Sie alle glauben, Sie haben die Lösungen parat. In Wirklichkeit – das wissen Sie, und das ersieht man aus den Statistiken – sinken die Einkommen, wir haben eine steigende Arbeitslosigkeit, und es gibt 214 000 Frühpensionisten. Das gab es noch nie. Das ist Ihre Sozialpolitik. Können Sie das weiterhin verantworten? Aber alles, was Oppositionspolitiker in diesem Land zu sagen haben, wird abgetan. All das ist unanständig, das tut man nicht in der Öffentlichkeit, da ist man fein, denn wir erfüllen alle Kriterien für ein gemeinsames Europa.
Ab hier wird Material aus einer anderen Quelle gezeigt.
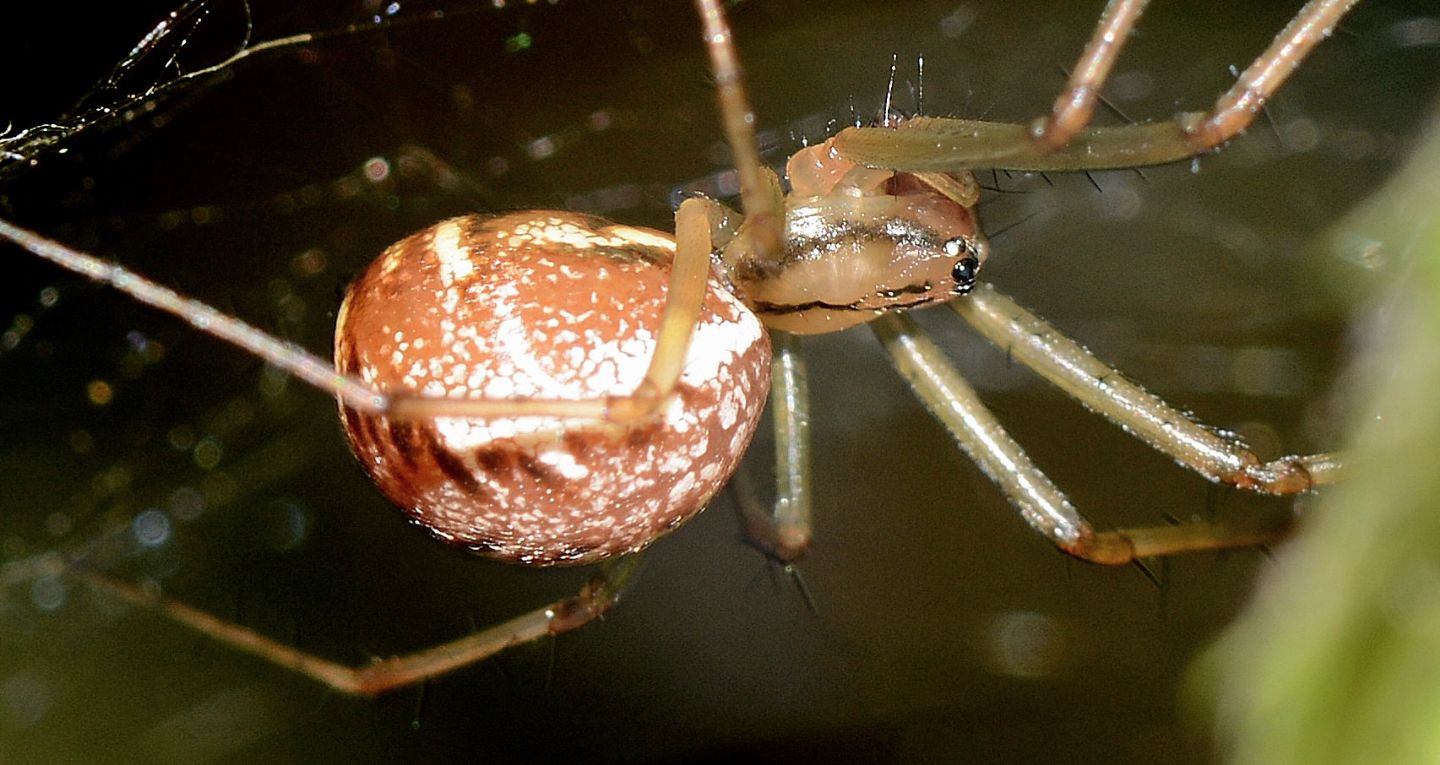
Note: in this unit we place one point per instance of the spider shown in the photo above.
(896, 333)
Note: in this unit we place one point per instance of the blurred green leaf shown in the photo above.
(1338, 659)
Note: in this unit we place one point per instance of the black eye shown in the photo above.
(964, 274)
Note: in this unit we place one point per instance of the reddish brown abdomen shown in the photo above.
(550, 306)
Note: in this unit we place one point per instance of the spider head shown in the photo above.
(860, 242)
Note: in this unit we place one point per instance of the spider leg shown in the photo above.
(687, 288)
(373, 679)
(1076, 103)
(784, 530)
(1063, 143)
(1043, 506)
(1067, 365)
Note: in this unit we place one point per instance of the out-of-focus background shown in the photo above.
(943, 628)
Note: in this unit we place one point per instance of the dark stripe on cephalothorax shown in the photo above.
(818, 304)
(451, 466)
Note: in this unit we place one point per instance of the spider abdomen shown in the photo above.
(552, 306)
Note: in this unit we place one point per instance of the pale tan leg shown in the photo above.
(763, 212)
(380, 676)
(1043, 506)
(1074, 105)
(958, 144)
(687, 285)
(1105, 391)
(784, 530)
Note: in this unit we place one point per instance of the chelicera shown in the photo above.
(615, 412)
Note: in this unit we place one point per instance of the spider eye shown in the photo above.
(964, 274)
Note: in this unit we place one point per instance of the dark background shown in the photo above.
(943, 631)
Es gibt viele blamable Unsinnigkeiten, die die beiden Koalitionspartner vom Zaun brechen. Ich habe direkt schon eine Freude daran, weil es zunehmend so ist, daß Mitarbeiter vom Arbeitsmarktservice unsere Freunde werden. Diese kommen schon zu uns und sagen: Bitte helft uns, erlöst uns und befreit uns von den Unsinnigkeiten, die beschlossen werden!
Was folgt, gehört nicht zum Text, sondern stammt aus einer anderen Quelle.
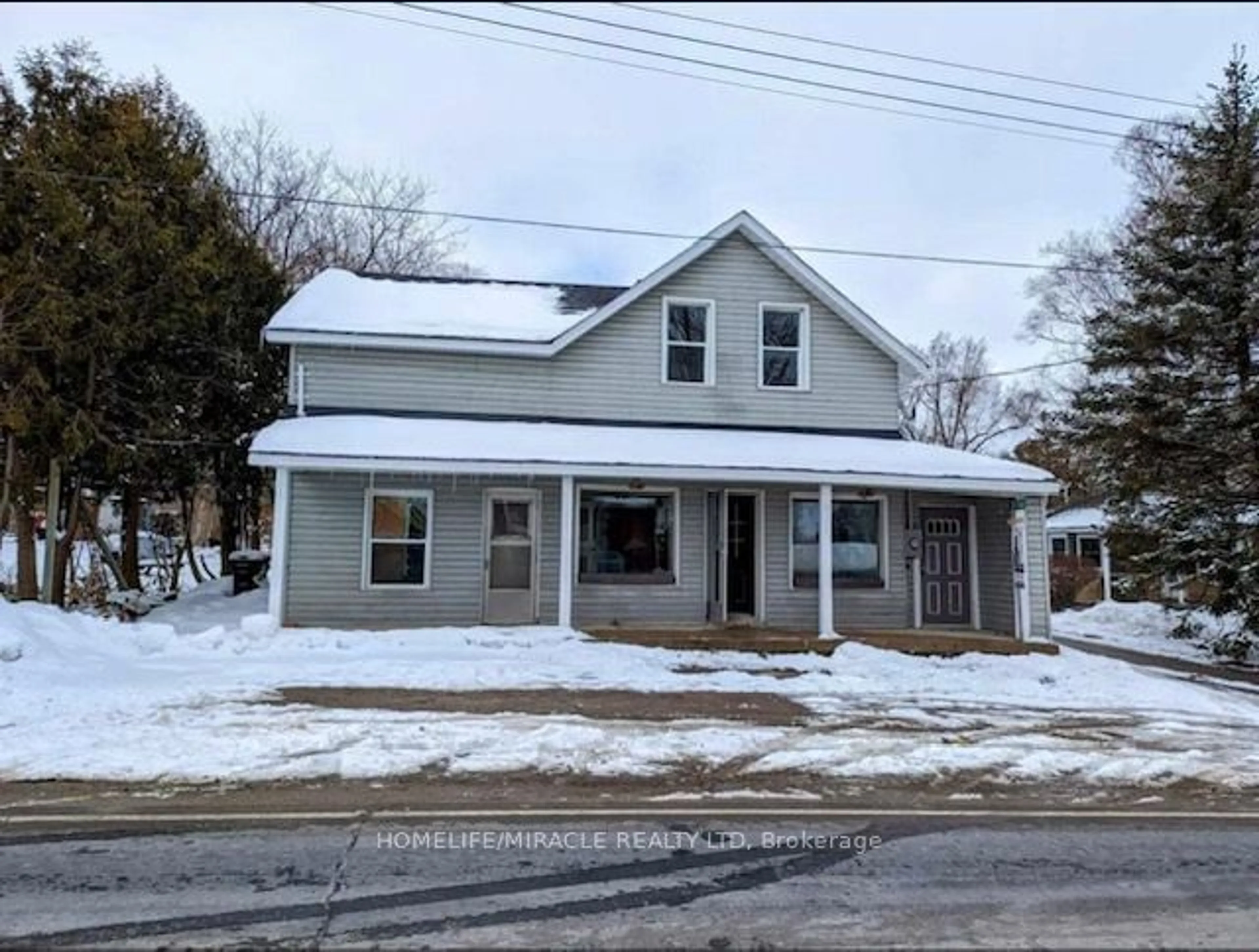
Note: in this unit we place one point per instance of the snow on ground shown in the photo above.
(1146, 626)
(181, 697)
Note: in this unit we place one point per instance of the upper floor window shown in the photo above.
(688, 347)
(784, 347)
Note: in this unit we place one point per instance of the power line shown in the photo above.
(908, 57)
(571, 226)
(763, 73)
(831, 65)
(713, 80)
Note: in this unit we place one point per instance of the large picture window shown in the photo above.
(688, 346)
(784, 347)
(857, 543)
(628, 538)
(398, 538)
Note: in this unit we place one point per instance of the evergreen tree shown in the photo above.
(1170, 410)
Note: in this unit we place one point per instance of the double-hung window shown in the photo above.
(858, 557)
(784, 347)
(398, 538)
(688, 346)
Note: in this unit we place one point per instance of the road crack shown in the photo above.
(338, 882)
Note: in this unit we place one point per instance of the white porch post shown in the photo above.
(567, 507)
(1022, 575)
(277, 570)
(1106, 571)
(825, 579)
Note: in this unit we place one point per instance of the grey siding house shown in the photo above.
(717, 445)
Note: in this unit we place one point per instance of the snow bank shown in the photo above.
(1151, 627)
(178, 697)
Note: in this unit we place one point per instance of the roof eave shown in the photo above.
(534, 468)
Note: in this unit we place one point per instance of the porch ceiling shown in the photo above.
(364, 443)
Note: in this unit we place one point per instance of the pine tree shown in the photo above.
(1170, 412)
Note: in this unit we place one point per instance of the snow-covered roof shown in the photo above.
(522, 318)
(340, 303)
(445, 445)
(1078, 519)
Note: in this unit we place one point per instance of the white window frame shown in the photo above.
(709, 341)
(370, 499)
(803, 352)
(675, 548)
(884, 555)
Jetzt werde ich Ihnen etwas sagen: Da gibt es einen Auftrag, daß jede 55jährige weibliche Arbeitslose und jeder 60jährige männliche Arbeitslose eine Arbeitsplatzgarantie für ein Jahr bekommen soll. Na großartig! Da kann man nur sagen, Papier ist geduldig. Reden Sie einmal mit den Praktikern im Arbeitsmarktservice, welche Probleme sie haben, 40jährige noch irgendwohin zu vermitteln. Für solche Unsinnigkeiten werden Zeit, Geld und Papier verwendet und die Mitarbeiter geärgert. (Zwischenrufe bei der ÖVP.)
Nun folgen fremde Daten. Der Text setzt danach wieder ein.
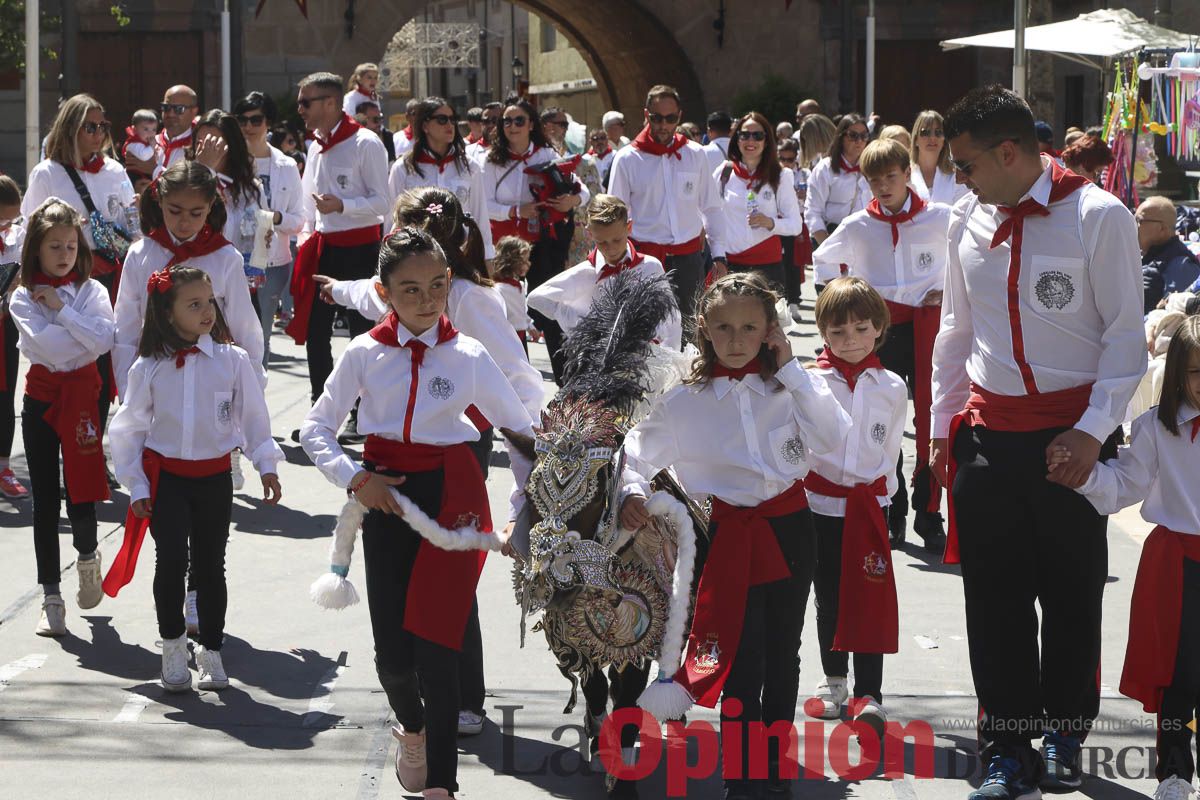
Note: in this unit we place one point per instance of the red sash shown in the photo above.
(1155, 615)
(1014, 413)
(663, 252)
(744, 554)
(442, 584)
(304, 288)
(75, 415)
(925, 322)
(154, 463)
(868, 612)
Das sind keine Alternativen. Lassen Sie doch Alternativen zu! Verfügen Sie kein Denkverbot! Tun Sie nicht immer alles so ab, was von den Oppositionsparteien kommt, insbesondere das, was die Freiheitlichen an sozialen Ideen einbringen! Sie kommen sowieso. Denn wenn es Ihnen zu eng wird, dann kommen überraschenderweise immer wieder Vorschläge, die von uns gemacht wurden, auch in Ihren Überlegungen vor – bis hin zur Reparatur des Notstandshilfegesetzes. Sie sind schon so verlogen ... (Anhaltende Zwischenrufe bei SPÖ und ÖVP.)

Präsident Dr. Heinz Fischer: Herr Abgeordneter Gaugg! Für den Ausdruck "Sie sind verlogen", erteile ich Ihnen einen Ordnungsruf. Aber wichtiger ist noch, daß alle folgenden Redner in der Diktion ein bißchen zurückhaltender sind. – Sie sind am Wort!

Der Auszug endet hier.